Le espressioni di rammarico e i giudizi sul “sacco di Palermo” che ho riportato nelle pagine precedenti trovano una conferma tanto eloquente quanto drammatica nel confronto tra la Carta del Touring degli anni Trenta e la mappa di Google attuale o accostando la foto di Wikipedia della prima figura, la veduta dal monte Pellegrino “pressato alle falde dagli alti edifici dei nuovi quartieri residenziali”, all’incisione di Gustavo Chiesi con «Palermo vista da Monreale» nel 1892, dove ai lati del Corso Calatafimi, fino al margine del centro urbano all’orizzonte, tutto lo spazio è coperto dalla fitta vegetazione, con la rara presenza di qualche masseria. Ricordo perfettamente quale era l’immagine della Conca d’Oro che si presentava alla mia mente di scolaro delle elementari quando sentivo quel nome studiando geografia. Conoscevo i giardini di arance (e mandarini e limoni) nella piana del Simeto, quelli di famiglia in contrada La Vana a Paternò e, poco più lontani, al Mendolito, verso Santa Maria di Licodia, e quindi la fantasia mi faceva vedere queste distese infinite di alberi carichi di frutti come sui mosaici alle pareti della Al-Jawharyya, la Sala di Ruggero II “adorna di pietre preziose”. Come ricordo il profumo – ‘u sciauru – di zagara che a primavera iniziavo a respirare a pieni polmoni, inebriato, affacciato al finestrino del treno, appena partito da Messina dopo il traghetto dello Stretto, certo insieme a quello del fumo di carbone della locomotiva a vapore, per cui scendevo alla stazione di Catania completamente “niuru”.
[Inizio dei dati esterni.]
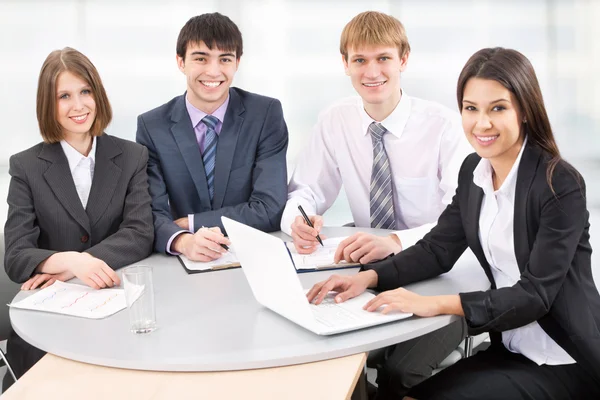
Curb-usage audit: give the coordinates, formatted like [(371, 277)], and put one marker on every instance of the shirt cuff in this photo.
[(174, 253), (408, 237), (191, 223)]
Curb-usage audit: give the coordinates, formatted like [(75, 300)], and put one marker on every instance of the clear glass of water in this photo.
[(139, 294)]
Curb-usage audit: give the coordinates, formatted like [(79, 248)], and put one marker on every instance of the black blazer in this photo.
[(553, 253), (250, 166), (45, 214)]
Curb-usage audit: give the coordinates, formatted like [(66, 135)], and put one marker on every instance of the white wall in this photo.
[(291, 52)]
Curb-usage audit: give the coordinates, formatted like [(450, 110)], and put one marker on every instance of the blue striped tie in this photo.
[(382, 203), (210, 151)]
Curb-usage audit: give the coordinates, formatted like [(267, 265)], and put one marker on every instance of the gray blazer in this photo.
[(250, 169), (45, 214)]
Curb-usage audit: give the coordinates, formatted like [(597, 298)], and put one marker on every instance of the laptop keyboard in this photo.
[(329, 313)]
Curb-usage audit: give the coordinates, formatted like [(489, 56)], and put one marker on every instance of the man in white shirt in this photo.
[(398, 158)]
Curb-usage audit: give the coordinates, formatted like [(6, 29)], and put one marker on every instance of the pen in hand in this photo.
[(307, 220)]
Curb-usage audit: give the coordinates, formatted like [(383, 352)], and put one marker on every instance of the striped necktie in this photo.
[(210, 151), (382, 204)]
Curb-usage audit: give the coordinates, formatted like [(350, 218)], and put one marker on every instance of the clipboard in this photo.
[(227, 261), (321, 260)]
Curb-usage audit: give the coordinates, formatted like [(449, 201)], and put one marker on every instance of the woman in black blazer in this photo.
[(78, 202), (521, 209)]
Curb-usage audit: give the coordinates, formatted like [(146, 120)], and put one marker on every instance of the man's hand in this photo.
[(46, 280), (347, 286), (204, 245), (364, 248), (305, 237)]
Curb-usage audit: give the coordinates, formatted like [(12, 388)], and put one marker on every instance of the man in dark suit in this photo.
[(215, 150)]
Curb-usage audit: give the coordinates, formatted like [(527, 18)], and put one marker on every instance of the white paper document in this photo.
[(227, 260), (76, 300), (321, 258)]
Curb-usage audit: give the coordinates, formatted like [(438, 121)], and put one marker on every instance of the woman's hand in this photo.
[(93, 271), (347, 286), (405, 301), (46, 280)]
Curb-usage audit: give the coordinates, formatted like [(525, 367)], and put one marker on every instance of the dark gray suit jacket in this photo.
[(551, 235), (45, 214), (250, 169)]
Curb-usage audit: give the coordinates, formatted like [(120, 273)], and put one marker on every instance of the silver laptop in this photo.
[(270, 272)]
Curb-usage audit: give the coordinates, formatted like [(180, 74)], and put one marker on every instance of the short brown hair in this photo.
[(71, 60), (372, 28), (214, 30)]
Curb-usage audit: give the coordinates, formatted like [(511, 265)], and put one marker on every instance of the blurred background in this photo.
[(291, 52)]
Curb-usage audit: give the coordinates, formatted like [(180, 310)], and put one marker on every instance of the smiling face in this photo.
[(375, 75), (492, 120), (209, 74), (75, 105)]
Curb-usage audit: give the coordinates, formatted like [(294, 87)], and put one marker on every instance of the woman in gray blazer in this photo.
[(78, 202)]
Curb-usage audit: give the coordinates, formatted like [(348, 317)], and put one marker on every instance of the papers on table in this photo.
[(322, 258), (76, 300), (227, 260)]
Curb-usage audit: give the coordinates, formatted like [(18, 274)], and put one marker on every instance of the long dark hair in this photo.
[(514, 71)]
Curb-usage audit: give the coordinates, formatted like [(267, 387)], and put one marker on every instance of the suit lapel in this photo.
[(525, 175), (106, 176), (226, 145), (59, 179), (185, 137)]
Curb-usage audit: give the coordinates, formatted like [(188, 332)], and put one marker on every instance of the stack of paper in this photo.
[(76, 300), (321, 258), (227, 260)]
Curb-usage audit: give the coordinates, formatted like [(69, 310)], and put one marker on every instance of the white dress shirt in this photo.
[(496, 234), (82, 169), (425, 144)]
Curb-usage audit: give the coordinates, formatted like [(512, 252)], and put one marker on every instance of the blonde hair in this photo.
[(372, 28), (71, 60)]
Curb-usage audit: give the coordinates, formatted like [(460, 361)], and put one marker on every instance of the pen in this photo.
[(307, 220), (220, 244)]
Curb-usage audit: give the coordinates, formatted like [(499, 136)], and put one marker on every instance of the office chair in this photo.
[(8, 290)]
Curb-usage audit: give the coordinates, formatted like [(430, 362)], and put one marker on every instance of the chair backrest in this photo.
[(8, 290)]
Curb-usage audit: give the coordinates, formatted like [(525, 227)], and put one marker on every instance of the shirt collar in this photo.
[(74, 157), (196, 115), (482, 175), (395, 122)]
La Carta Touring di Palermo e della Conca d’Oro mostra quella che era allora, senza dubbio, una delle zone turistiche più celebrate d’Italia, nella sua straordinaria integrità, lontanissima dalla sorte futura, quando la “melma” strabordante, colata a coprire la natura e i limitati, equilibrati insediamenti umani dei secoli passati, si stenderà su tutto, senza pietà, mostruosa anche per lo “spessore”, l’altezza delle nuove costruzioni, prive di qualità e di umanità verso gli stessi abitanti. Ci resta il ricordo del magnifico passato, quando la Conca d’Oro era la vera e propria “corona” di quella che nel 1770 l’inglese Patrick Brydone descriveva come la città «più regolare che abbia vista», ammirato dai tracciati viari principali, mentre diciassette anni dopo è per Goethe un misto di ordine e di disordine, da un verso affascinante e soave, con luoghi – come il giardino pubblico della Marina, «il più stupendo del mondo» –  che evocano fondamentali reminiscenze letterarie classiche, e contemporaneamente labirintica, disorientante per lo straniero, con le sue contraddizioni urbanistiche analoghe a quelle sociali, il divario tra la grande ricchezza e l’estrema povertà, allo stesso modo di tante altre città del regno e poi di quella che sarà l’altra capitale, Napoli, con un susseguirsi di sovrani di varie dinastie sempre di origini straniere eppure per molti aspetti connaturati alle tipicità meridionali, con influenze reciproche divenute emblematiche e congenite.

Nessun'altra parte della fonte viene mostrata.